Voice Assistant

Project Overview

A simple voice assistant built with the Xmini-C3 board, featuring a microphone, speaker, and OLED display. The device uses on-device wake word detection and connects to Home Assistant Cloud for voice processing, enabling hands-free control of smart home devices.

Features

🎤 Built-in I2S microphone (ES8311 DAC) for voice commands
🔊 I2S audio speaker for voice responses and announcements
📺 OLED display (SSD1306) showing assistant status icons
🌈 RGB LED status indicator with various effects (listening, processing, error states)
🎯 On-device wake word detection (supports “Okay Nabu”, “Hey Mycroft”, “Hey Jarvis”)
⏲️ Timer support with audio notifications
🔘 Physical button for stopping the alarm timer and factory reset
🔌 Powered via USB-C

Progress

✅ Set up on-device wake word detection
✅ Configure Home Assistant Cloud voice pipeline
✅ Test voice commands (lights, timers)
Future improvements (see below)

Future Improvement Ideas

Add more display pages showing additional information
Implement custom LED effects for different states
Add local voice processing option (instead of cloud)
- Local pipeline
Volume control adjustments

Reusability Note

This project uses the Xmini-C3 board which has built-in I2S audio components. If using a different ESP32 board, you’ll need to add external audio hardware. The configuration is straightforward with minimal customization needed - mostly updating WiFi credentials and API keys in your secrets file.

What You’ll Need

Hardware

1x Xmini-C3 - ESP32-C3 board with built-in I2S audio (ES8311 DAC, microphone, speaker)
1x USB-C cable (data capable for programming)
1x Power supply (USB charger, 5V/1A minimum)

Software

ESPHome installed
Home Assistant with Cloud subscription (for voice processing)
Home Assistant Voice Assistant configured

Setup Instructions

Flash the device - Use the provided YAML configuration to flash your Xmini-C3
Configure secrets - Set your WiFi credentials and API encryption keys
Add to Home Assistant - The device should auto-discover via ESPHome integration
Configure Voice Pipeline - In Home Assistant, set up your preferred voice assistant pipeline
Expose Entities to Voice Assistant - Select some entities you want configured by the voice assistant.
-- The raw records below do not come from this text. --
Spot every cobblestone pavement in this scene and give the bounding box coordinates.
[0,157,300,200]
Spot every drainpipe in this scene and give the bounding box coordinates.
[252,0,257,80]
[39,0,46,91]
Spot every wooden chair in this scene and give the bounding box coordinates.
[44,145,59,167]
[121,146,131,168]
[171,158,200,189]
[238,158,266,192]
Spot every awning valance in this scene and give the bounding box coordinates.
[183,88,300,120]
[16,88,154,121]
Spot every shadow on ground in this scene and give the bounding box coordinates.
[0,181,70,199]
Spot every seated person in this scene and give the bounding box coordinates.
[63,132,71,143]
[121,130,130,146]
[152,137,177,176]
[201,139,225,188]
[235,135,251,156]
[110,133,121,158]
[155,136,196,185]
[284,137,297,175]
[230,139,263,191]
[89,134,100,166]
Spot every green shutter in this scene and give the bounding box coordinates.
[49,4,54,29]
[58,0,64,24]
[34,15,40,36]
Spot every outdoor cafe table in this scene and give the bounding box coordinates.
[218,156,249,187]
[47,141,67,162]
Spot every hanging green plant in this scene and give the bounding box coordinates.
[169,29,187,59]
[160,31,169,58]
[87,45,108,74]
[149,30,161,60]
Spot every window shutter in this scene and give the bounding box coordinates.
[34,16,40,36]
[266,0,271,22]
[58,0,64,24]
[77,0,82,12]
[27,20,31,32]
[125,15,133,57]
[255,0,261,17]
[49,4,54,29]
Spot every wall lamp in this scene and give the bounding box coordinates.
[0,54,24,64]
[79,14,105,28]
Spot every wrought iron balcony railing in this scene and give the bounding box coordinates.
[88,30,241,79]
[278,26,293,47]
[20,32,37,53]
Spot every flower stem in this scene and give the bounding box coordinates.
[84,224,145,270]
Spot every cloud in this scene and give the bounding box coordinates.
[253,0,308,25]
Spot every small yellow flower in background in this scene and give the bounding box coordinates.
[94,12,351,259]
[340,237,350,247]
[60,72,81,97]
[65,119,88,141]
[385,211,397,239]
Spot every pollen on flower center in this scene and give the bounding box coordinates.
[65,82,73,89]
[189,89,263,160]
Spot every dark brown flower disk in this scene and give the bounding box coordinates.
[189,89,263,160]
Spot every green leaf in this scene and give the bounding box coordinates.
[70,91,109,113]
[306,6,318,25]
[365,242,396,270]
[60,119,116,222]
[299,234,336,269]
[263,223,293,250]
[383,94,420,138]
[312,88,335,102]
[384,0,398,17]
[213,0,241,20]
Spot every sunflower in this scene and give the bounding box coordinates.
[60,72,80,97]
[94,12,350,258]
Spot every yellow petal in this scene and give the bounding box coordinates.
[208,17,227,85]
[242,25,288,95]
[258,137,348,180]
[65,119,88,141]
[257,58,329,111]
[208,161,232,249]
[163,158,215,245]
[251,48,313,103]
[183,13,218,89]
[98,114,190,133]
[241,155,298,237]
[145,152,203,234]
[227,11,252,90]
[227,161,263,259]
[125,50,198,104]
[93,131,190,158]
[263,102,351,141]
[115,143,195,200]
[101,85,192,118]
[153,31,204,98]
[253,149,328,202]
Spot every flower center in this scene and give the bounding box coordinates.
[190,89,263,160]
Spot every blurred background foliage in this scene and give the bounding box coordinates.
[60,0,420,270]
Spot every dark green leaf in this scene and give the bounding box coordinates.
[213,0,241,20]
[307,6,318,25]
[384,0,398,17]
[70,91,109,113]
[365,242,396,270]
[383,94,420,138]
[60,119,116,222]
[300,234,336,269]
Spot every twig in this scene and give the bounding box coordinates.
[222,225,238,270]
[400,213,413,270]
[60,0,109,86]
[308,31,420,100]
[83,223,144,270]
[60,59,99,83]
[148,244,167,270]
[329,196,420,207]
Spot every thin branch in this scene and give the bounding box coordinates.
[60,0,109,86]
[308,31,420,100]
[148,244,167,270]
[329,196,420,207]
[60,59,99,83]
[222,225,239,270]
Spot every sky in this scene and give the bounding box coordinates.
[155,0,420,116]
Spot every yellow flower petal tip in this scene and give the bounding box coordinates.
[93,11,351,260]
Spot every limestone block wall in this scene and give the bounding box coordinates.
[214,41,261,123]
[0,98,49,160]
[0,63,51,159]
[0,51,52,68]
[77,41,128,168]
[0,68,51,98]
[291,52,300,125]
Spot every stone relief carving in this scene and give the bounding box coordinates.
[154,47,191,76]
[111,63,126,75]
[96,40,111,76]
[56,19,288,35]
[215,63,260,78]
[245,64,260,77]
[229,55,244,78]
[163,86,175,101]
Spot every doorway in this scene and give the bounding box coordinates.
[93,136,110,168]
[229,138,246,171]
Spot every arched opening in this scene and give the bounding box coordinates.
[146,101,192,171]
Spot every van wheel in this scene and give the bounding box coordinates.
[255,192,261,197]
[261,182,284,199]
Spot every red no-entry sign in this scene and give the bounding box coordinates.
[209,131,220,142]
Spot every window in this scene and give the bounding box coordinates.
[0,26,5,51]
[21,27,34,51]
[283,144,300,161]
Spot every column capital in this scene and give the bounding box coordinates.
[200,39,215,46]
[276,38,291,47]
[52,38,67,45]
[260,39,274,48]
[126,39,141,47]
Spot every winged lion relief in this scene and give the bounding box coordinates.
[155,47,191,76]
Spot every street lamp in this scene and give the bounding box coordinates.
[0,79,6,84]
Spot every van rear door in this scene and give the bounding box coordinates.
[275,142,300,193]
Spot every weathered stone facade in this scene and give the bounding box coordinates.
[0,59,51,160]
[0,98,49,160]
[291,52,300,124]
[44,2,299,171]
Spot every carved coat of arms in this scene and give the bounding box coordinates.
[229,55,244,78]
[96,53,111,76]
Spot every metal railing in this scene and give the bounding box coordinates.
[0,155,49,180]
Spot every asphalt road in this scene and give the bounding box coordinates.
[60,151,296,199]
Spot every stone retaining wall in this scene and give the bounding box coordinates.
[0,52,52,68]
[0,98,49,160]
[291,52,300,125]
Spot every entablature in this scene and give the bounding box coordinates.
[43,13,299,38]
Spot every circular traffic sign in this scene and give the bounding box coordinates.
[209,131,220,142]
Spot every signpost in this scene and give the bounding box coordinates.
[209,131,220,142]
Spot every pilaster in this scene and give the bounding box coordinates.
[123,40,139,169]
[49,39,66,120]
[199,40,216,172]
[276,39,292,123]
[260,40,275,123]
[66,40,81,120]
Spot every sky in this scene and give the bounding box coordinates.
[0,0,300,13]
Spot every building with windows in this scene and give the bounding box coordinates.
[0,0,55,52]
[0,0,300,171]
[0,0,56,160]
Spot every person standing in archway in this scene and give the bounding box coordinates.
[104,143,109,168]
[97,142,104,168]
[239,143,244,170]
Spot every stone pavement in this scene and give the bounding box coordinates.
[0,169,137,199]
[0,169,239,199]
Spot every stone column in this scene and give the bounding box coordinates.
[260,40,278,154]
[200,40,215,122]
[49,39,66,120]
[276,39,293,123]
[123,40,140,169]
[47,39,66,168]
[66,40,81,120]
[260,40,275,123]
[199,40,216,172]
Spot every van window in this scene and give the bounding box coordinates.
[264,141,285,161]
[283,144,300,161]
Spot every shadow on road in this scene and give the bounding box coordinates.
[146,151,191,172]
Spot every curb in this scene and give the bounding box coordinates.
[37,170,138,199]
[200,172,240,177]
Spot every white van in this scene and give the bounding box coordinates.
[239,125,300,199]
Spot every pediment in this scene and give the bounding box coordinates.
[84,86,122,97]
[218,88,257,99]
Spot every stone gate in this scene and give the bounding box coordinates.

Less entities selected - faster the assistant. Possibly add aliases for easier control
Test wake word - Say “Okay Nabu” (or other configured wake words) to trigger the assistant
Try commands - Test with simple commands like “Turn on the lights” or “Set a timer”

How It Works

Wake Word Detection: Runs locally on the device using micro wake word models (configurable)
Voice Processing: Audio sent to Home Assistant Cloud for speech-to-text and intent recognition
Feedback: RGB LED and OLED display show current state (idle, listening, processing, speaking)
Button Control: Press the boot button to cancel the timer notification or hold 10s for factory reset

Status

This project is completed and working. The voice assistant successfully:

Detects wake words locally on the device
Responds to voice commands via Home Assistant Cloud
Controls lights and other smart home devices
Handles timers with audio notifications
Provides visual feedback via LED display

There’s significant room for improvement in terms of customization, additional features, and local processing options.

Acknowledgments

Configuration inspired by the M5Stack Atom Echo voice assistant from the ESPHome wake word voice assistants repository. It is actually mostly the copy of it with configuration specific for Xmini.

Main Configuration File

If you’re using ESPHome Device Builder create your New Device. Or if you’re using command line create your yaml file (e.g. xmini-voice-assistant.yaml) Then use the following file as a guide (details on how to customize it are below).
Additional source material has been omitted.